On those giant arena video screens, viewers will see zoomed-in videos, replays of games, recorded footage of their NHL heroes, team logos, and Undefined Creative graphics of superfans from the respective teams cheering at home. “We brought in a director of lighting for Hollywood shows. We brought in entertainment and Broadway sets. We consider it an event made for television,” Mayer insists.

In addition to additional cameras for new angles in game action, the bubble streams will include team cheers, songs, and speakers from each NHL team as audio. And the track-level microphones will enhance the game’s natural sounds: stopping metal skates on ice, knocks and players crashing on the boards.

However, NHL television broadcasts will have a slight tape delay to edit the colorful language of the players on the ice or on the team benches, which is a very important part of the traditional game. “We know we have kids and family watching, that’s important to the league,” says Mayer.

Returning this weekend to launch the NHL playoffs in central cities is critical to the NHL, as like other professional leagues, you could lose millions if you had to go without TV revenue tied to the postseason game.

Mayer, as a sports fanatic, has seen European football and now the NBA’s Major League Baseball and United States are restarting their 2020 seasons amid the pandemic, and he insists that the NHL did not deliberately take a different course with its eye-catching TV broadcasts that resemble brilliant floor talent shows.

“It is surprising that the sport has returned and we are not trying to be different in any way. We just feel that this was the right approach for us,” he says. To complicate preparations for the restart of the 2020 NHL season, everything needs to be done on the go.

In early May, the NHL knew a season relaunch was in the works, but the league did not know in which core cities. The NHL looked at ten cities in North America as possible tournament venues and efforts in North America to address the spread of the coronavirus.

“When you saw what was happening in areas of the United States and what was happening in Canada, it was a pretty easy decision. We went where COVID was not a big problem,” Mayer said of choosing Toronto and Edmonton as central cities. . The professional league then settled on a strict cordon around all NHL team players, coaches, and staff, requiring that everyone never leave hotels and tracks hidden behind concrete blocks and black curtains to interact with him. outside world.

“There’s no time to waste. Our protocols are so strong and strict. I’m wearing a mask. Everyone wears a mask and social distancing. Everywhere,” Mayer explains. And to create the events made for TV, the NHL decided not to receive phone calls and design drawings for weeks with its stage creators, led by Hotopp Productions, and quickly went into 3D modeling and construction.

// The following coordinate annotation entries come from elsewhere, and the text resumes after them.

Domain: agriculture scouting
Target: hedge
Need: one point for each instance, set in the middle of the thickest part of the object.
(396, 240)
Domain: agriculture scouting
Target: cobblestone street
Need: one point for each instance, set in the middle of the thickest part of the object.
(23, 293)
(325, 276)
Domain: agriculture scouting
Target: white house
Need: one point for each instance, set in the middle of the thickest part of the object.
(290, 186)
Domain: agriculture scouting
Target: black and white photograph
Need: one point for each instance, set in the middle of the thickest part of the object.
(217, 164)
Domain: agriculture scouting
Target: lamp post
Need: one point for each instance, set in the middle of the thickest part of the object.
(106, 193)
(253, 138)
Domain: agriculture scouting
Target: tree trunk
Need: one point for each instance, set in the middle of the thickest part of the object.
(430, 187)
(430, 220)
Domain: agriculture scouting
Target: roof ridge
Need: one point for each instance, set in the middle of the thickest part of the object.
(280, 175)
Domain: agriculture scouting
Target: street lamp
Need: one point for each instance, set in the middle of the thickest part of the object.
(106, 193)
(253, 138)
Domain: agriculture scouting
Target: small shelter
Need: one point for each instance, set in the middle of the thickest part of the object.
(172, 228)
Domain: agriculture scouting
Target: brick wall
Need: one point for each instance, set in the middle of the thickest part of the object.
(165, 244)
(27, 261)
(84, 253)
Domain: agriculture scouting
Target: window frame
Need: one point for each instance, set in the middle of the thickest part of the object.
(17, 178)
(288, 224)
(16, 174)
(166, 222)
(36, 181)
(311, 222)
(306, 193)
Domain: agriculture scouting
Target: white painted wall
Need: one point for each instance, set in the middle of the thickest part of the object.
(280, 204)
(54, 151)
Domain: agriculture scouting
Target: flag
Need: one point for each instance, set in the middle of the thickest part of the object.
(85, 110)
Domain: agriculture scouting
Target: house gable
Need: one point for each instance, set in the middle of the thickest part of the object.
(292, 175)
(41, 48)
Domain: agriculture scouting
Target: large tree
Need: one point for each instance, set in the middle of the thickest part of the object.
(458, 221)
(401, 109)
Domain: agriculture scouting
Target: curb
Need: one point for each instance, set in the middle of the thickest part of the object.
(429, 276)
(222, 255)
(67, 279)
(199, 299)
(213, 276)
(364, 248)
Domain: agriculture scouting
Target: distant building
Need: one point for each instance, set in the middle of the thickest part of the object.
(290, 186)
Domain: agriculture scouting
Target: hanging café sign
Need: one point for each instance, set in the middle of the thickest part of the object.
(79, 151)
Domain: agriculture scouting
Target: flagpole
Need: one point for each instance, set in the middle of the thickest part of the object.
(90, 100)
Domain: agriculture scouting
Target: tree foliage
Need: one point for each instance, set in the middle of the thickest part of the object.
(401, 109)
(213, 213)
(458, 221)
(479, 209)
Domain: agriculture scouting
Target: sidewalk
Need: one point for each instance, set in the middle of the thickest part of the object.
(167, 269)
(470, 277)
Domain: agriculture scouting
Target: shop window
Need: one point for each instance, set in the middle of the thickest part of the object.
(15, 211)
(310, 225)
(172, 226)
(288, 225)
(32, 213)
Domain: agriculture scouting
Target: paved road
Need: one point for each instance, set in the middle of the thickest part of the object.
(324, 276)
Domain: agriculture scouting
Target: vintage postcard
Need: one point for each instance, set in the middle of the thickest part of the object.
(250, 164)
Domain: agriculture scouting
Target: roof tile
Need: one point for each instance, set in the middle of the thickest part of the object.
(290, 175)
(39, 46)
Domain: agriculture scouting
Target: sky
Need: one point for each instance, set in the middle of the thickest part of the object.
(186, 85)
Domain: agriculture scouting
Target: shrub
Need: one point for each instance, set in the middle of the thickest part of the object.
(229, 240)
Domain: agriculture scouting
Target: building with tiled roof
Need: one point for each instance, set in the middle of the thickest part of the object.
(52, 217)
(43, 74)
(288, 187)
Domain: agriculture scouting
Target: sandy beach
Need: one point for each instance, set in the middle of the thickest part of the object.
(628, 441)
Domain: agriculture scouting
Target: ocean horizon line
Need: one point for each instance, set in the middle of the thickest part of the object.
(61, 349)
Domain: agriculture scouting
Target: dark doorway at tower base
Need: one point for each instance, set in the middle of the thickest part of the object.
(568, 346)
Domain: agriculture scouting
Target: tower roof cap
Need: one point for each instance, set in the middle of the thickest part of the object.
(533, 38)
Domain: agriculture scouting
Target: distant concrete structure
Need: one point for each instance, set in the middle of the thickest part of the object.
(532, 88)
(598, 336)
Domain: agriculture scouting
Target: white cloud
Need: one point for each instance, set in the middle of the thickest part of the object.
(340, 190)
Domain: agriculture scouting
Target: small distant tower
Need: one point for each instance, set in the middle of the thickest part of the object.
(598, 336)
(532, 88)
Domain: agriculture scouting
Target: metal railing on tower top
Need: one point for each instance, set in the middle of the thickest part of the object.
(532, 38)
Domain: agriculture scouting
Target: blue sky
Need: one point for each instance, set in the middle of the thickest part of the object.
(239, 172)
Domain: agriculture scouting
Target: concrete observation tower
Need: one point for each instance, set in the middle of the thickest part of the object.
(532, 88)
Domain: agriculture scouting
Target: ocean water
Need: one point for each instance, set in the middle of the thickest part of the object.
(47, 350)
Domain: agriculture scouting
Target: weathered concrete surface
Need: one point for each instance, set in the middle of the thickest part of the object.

Beyond this weekend’s relaunch, Mayer and his team are already reinventing how they will air the most authentic NHL television tradition: the Stanley Cup Uprising by the playoff-winning team, without yelling and applauding fans. in the team colors in the arena.

“We know that we have to give that due moment and make it special and make it unique for this year, what we are all going through and make it memorable because in 20 years, everyone will talk about this period of time, this playoff, this is very different” insists.